Na Europa, a CoopCycle - uma espécie de federação de ciclistas que trabalham fazendo entregas na Alemanha, na França e na Espanha - desenvolveu um código de aplicativo por conta própria. Com o mesmo app, o usuário pode acionar um courier em qualquer um desses três países. A ideia é bater de frente com os apps de delivery que abocanham um bom naco da renda do entregador.
Não basta regulamentar
Nos primeiros anos do capitalismo de plataforma, nascido na esteira da crise financeira de 2008, o clima era de verdadeira euforia. Fundos de investimento de risco torravam bilhões em empresas promissoras como a Uber para subsidiar serviços e oferecer o melhor dos mundos: consumidores pagando barato e trabalhadores ganhando relativamente bem.
Só que o tempo passou e a conta chegou - principalmente para as pessoas que ganham a vida por meio de aplicativos.
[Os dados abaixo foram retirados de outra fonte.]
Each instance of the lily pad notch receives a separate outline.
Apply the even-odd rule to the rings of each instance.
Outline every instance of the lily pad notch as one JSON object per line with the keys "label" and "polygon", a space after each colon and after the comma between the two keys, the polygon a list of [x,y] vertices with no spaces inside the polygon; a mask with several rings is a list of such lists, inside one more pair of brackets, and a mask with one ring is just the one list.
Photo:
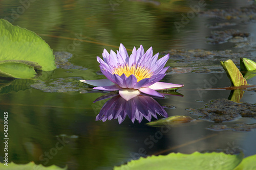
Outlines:
{"label": "lily pad notch", "polygon": [[0,33],[1,76],[31,78],[56,68],[53,50],[34,32],[0,19]]}

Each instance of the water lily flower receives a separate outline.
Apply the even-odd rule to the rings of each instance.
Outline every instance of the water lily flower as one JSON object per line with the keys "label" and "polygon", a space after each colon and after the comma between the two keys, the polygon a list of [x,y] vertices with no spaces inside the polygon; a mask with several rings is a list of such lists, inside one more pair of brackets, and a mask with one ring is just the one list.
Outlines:
{"label": "water lily flower", "polygon": [[121,43],[117,53],[111,50],[110,54],[104,49],[103,60],[97,57],[105,79],[86,80],[81,82],[96,86],[100,90],[119,90],[119,94],[129,101],[141,93],[157,97],[164,96],[156,90],[176,89],[184,85],[160,82],[165,76],[169,67],[164,68],[169,59],[169,54],[158,60],[159,53],[153,56],[152,47],[144,53],[142,45],[137,50],[135,47],[129,57]]}
{"label": "water lily flower", "polygon": [[109,97],[113,98],[105,103],[96,117],[96,120],[105,122],[107,119],[117,119],[120,124],[127,115],[133,123],[135,119],[140,123],[143,117],[149,122],[152,116],[157,119],[157,113],[164,117],[168,117],[163,107],[150,96],[139,95],[126,101],[119,94],[110,94],[100,97],[96,101]]}

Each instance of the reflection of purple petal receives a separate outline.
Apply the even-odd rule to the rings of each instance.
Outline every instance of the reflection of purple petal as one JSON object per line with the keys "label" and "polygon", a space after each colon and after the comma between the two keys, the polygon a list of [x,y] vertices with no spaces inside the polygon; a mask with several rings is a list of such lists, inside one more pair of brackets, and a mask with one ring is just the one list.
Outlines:
{"label": "reflection of purple petal", "polygon": [[121,89],[119,91],[119,93],[120,95],[126,101],[129,101],[140,94],[140,92],[138,90],[128,88]]}
{"label": "reflection of purple petal", "polygon": [[121,124],[128,115],[133,123],[135,119],[141,123],[143,117],[150,122],[152,116],[157,118],[157,114],[165,117],[168,116],[163,107],[150,96],[139,95],[126,101],[118,95],[104,104],[96,120],[105,122],[107,119],[117,119]]}

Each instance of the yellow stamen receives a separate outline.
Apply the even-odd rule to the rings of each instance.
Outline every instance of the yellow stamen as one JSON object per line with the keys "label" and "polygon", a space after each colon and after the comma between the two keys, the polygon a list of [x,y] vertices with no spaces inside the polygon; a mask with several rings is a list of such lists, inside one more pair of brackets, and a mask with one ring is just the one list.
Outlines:
{"label": "yellow stamen", "polygon": [[134,75],[136,77],[137,82],[143,79],[150,78],[153,75],[150,70],[147,68],[140,66],[136,67],[135,65],[129,67],[127,64],[115,68],[112,74],[119,76],[124,74],[127,77]]}

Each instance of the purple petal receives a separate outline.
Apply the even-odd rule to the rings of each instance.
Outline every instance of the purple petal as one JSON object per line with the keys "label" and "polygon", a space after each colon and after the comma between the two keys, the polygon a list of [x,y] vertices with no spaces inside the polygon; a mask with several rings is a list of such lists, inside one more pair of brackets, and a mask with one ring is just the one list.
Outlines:
{"label": "purple petal", "polygon": [[115,91],[121,89],[122,88],[117,85],[112,86],[100,86],[94,87],[94,89],[106,91]]}
{"label": "purple petal", "polygon": [[134,75],[130,75],[125,81],[127,88],[133,88],[136,83],[137,78]]}
{"label": "purple petal", "polygon": [[136,55],[137,51],[135,46],[133,48],[133,53],[131,55],[129,58],[129,67],[131,67],[133,65],[135,65],[136,62]]}
{"label": "purple petal", "polygon": [[138,90],[129,88],[121,89],[119,90],[119,93],[120,95],[127,101],[140,94],[140,92]]}
{"label": "purple petal", "polygon": [[156,62],[156,64],[154,64],[150,68],[152,71],[155,72],[156,74],[158,74],[163,68],[167,61],[169,59],[169,54],[163,56]]}
{"label": "purple petal", "polygon": [[122,43],[120,44],[119,52],[121,55],[123,61],[124,61],[126,63],[128,63],[129,56],[128,55],[128,53],[127,53],[127,51],[125,49],[125,47]]}
{"label": "purple petal", "polygon": [[135,89],[138,89],[148,83],[150,79],[148,78],[143,79],[137,83],[134,88]]}
{"label": "purple petal", "polygon": [[140,90],[140,92],[142,92],[143,93],[147,94],[148,95],[153,95],[160,98],[164,98],[164,96],[163,94],[159,93],[157,91],[153,90],[151,88],[149,88],[148,87],[141,87],[139,89],[139,90]]}
{"label": "purple petal", "polygon": [[152,59],[151,60],[151,66],[152,66],[152,65],[153,65],[154,64],[155,64],[156,63],[156,62],[157,62],[157,59],[158,58],[158,56],[159,55],[159,53],[158,53],[157,54],[156,54],[156,55],[155,56],[153,56],[153,57],[152,57]]}
{"label": "purple petal", "polygon": [[80,81],[93,86],[111,86],[115,85],[115,83],[108,79],[101,80],[80,80]]}
{"label": "purple petal", "polygon": [[137,62],[137,65],[146,68],[151,61],[150,58],[152,57],[153,53],[152,47],[151,47],[147,50],[146,53],[140,58],[139,60]]}
{"label": "purple petal", "polygon": [[183,87],[183,84],[176,84],[164,82],[156,82],[148,86],[148,88],[155,90],[164,90],[170,88],[177,88]]}
{"label": "purple petal", "polygon": [[[122,75],[123,75],[124,74]],[[125,76],[126,77],[126,76]],[[127,88],[126,85],[124,82],[125,79],[124,79],[124,77],[120,77],[119,75],[114,74],[113,75],[113,78],[114,80],[115,81],[115,82],[117,84],[118,86],[122,88]]]}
Hoje há um consenso de que é preciso criar leis para garantir direitos mínimos a motoristas, entregadores e outros profissionais.
"Mas não adianta pensar apenas em regulamentação. É preciso construir alternativas", afirma Rafael Grohmann, professor da pós-graduação da Unisinos e coordenador do Observatório do Cooperativismo de Plataforma do Brasil.
Na avaliação de Grohmann, a pandemia foi decisiva para o reaquecimento do cooperativismo no país - agora, em bases digitais. Se, por um lado, o coronavírus impulsionou o mercado de trabalho informal das plataformas e escancarou a precarização, por outro, ele também encorajou pessoas a se organizarem de forma autônoma.
"No Brasil, têm aparecido vários coletivos de entregadores com uma perspectiva de gênero definida - são coletivos em que trabalham mulheres e pessoas LGBTQIA+", exemplifica o professor. Um dos mais consolidados é o Señoritas Courier, que atua na cidade de São Paulo apenas com bicicletas.
Desafios
Criar uma plataforma capaz de prover serviços eficientes e de larga escala demanda não só dinheiro, mas programadores e marqueteiros de ponta - algo ainda restrito a um seleto grupo de companhias bilionárias que drenam o grosso do dinheiro dos investidores.
Porém, com o passar dos anos, a tecnologia vai se transformando em uma espécie de "commodity". Uma década atrás, imaginar um grupo de motoristas com um aplicativo próprio - funcionando bem, claro! - era uma possibilidade para lá de remota. Mas o que será possível fazer daqui a uma década?
Uma medida importante para acelerar esse processo é estabelecer parcerias com o poder público, como acontece em Araraquara. Com o respaldo de autoridades locais, é mais fácil atrair usuários e garantir sustentabilidade financeira para plataformas concebidas para operar em bases mais justas.
Ainda vai levar um tempo para que as cooperativas consigam bater de frente com os principais aplicativos do mercado e se consolidem como uma alternativa ao modelo consagrado pelas big techs. Mas este é um movimento que está apenas engatinhando - e que tem demanda de milhões de trabalhadores para ganhar corpo.